Rural Converse church harnesses wind to generate electricity
5048 N 900 W 27 Converse, IN 46919-9380
Daniel R. Gangler (view original posting )
CONVERSE, Ind. – When the wind blows hard across the open spaces of central Indiana, roof shingles fly, backyard sheds blow into nearby fields and in the winter months, water pipes freeze and burst open.“We ought to make use of that wind,” thought George Kilmer. He’s a member of Richland Chapel United Methodist Church northeast of Converse, Ind., in the middle of the state where the land is flat and the wind blows constantly.
The dream of harnessing that wind to drive an electric-generating turbine at church came to Kilmer a couple of years ago. He heard his Nebraska in-laws talk about saving 60 percent on electric bills after they had built a 100-foot-high turbine on their farm. Kilmer said if a turbine was good enough for a farm, it would be good enough for his open-country church.
His dream was fulfilled Dec. 12 when this open-country church turned on its recently installed 30-foot high and four-feet wide Windspire turbine generator. It has blades which look something like a giant kitchen-mixer beater. The manufacturer promises the 1200 watt unit will generate 2,000 kilowatt hours of electricity a year with only a 12 mile-per-hour wind. It’s almost virtually silent and the wind in central Indiana usually blows much faster than 12 mph. Kilmer was so excited about his find and the need of his church to have one, he gave the church $12,716 needed to purchase the turbine. Church members are grateful.
The Windspire is made by Mariah Power (www.mariahpower.com) of Reno, Nev., manufactured by MasTech Manufacturing in Manistee, Mich., and distributed in Indiana by Northwest Geothermal of DeMotte, Ind. It only took the church one month from the time it ordered the unit to the time it was delivered for installation.
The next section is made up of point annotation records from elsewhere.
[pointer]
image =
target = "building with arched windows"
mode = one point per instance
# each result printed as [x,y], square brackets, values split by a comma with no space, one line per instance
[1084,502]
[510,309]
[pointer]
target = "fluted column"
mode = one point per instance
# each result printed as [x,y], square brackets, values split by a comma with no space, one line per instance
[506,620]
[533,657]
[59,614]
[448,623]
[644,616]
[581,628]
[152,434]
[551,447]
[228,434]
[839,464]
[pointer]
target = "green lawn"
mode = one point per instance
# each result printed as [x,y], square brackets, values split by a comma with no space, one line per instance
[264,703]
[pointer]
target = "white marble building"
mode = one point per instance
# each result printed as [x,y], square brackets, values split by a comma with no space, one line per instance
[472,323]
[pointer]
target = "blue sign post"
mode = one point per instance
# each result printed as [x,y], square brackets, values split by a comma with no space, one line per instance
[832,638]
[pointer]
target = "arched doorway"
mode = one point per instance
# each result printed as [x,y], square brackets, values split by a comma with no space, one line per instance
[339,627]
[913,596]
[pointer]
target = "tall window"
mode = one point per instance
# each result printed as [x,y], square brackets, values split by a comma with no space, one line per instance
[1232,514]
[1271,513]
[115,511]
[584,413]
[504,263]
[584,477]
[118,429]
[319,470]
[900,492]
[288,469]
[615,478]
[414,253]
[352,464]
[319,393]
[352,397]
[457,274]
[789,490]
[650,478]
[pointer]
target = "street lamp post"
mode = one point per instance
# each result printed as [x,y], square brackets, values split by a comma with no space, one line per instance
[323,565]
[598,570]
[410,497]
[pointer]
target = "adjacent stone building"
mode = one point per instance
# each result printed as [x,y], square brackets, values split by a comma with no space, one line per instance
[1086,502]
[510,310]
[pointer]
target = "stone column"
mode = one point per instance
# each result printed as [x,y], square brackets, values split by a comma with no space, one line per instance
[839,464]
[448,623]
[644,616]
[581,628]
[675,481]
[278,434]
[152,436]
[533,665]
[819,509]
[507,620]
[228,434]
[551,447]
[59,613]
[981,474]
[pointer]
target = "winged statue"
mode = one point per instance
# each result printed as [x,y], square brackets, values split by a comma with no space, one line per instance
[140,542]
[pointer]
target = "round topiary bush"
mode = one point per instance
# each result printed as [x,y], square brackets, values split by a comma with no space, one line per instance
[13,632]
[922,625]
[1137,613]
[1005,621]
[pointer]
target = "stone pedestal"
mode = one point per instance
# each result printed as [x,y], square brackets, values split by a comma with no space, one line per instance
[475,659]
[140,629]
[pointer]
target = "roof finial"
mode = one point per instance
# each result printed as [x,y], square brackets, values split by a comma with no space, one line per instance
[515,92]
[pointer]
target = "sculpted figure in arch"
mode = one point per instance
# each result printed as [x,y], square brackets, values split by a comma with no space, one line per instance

Standing in front of Richland Chapel’s newly acquired electrical-generator turbine are (left-to-right) Tom and Pauline Kratzer, George Kilmer, Earl Brown and Pastor Carolyn Mikesell.
Trustees did run into one snag on building the turbine – zoning. They wanted to erect the turbine on the property line, but were told by local officials that the church would need enough property so that the turbine would be on church property when taken down for repairs. That meant securing more land from Tom and Pauline Kratzer, their farm neighbor to the east. Fortunately, the Kratzers are members of the church and willingly gave the church the extra land.
According to Earl Brown, a leader of the congregation, the electric-generating turbine is only one part of the church’s efforts during the past couple of years to become more ecologically efficient than it had been. The move began when the air-conditioning unit quit working. The church replaced it with an energy efficient heat pump. Not only does it cool, it also heats a classroom and the back of the sanctuary. He said it paid for itself in two years with the amount of energy saved.
Trustees have already installed ceiling fans, added one more foot of insulation in the attic above the sanctuary and turn down the thermostat to 54 degrees when the building is unoccupied. Brown said the church is now in the process of replacing ordinary light bulbs with new compact fluorescent lights. With the advent of both the heat pump and the wind turbine, the church is using more electricity for heating only occupied spaces during the winter rather than heating the whole facility with an oil powered boiler.
Carolyn Mikesell, pastor of Richland Chapel, is in tune with the changes, not just with saving-money but with a theological emphasis upon ecology as good stewards. During a recent interview at the church, she said, “We have to wake up… I feel a great need for us to take care of the earth in the way God intended for us to do. As a pastor, it is my responsibility to pass my (ecological) concerns on to the congregation about taking care of the earth. We are destroying what God has given to us to take care of.”
She added. “When you go to Europe you realize they don’t live like we do. They conserve things. They do without. They just live a plainer life. Over there you almost feel embarrassed that we waste so much.” She confessed that when she first mentioned using the old dishes instead of Styrofoam plates, her idea didn’t go over well. Members asked, “what does this mean?” She explained “what it means is that we are taking better care of the earth. Now I haven’t heard anybody complain about the conservation measures we have taken. They have accepted the fact that we are connected to the earth through God.”
Recycling and saving energy has become a part of life at Richland Chapel. The church recycles everything from paper to plastic and is fortunate to have two community recycling sites close to its building. The turbine is so new the congregation doesn’t know what savings it will benefit, but leaders do know that any benefit is much greater than saving money on utility bills. It means, in a small but significant way, that the earth, or at least Richland Chapel’s small niche of the earth, is being saved from practices that just a few years ago were destroying it.
What the congregation didn’t expect was interest from the community who want to know more about wind turbines as a source for electrical energy. This one is very quiet and brings new meaning to the power of the spirit.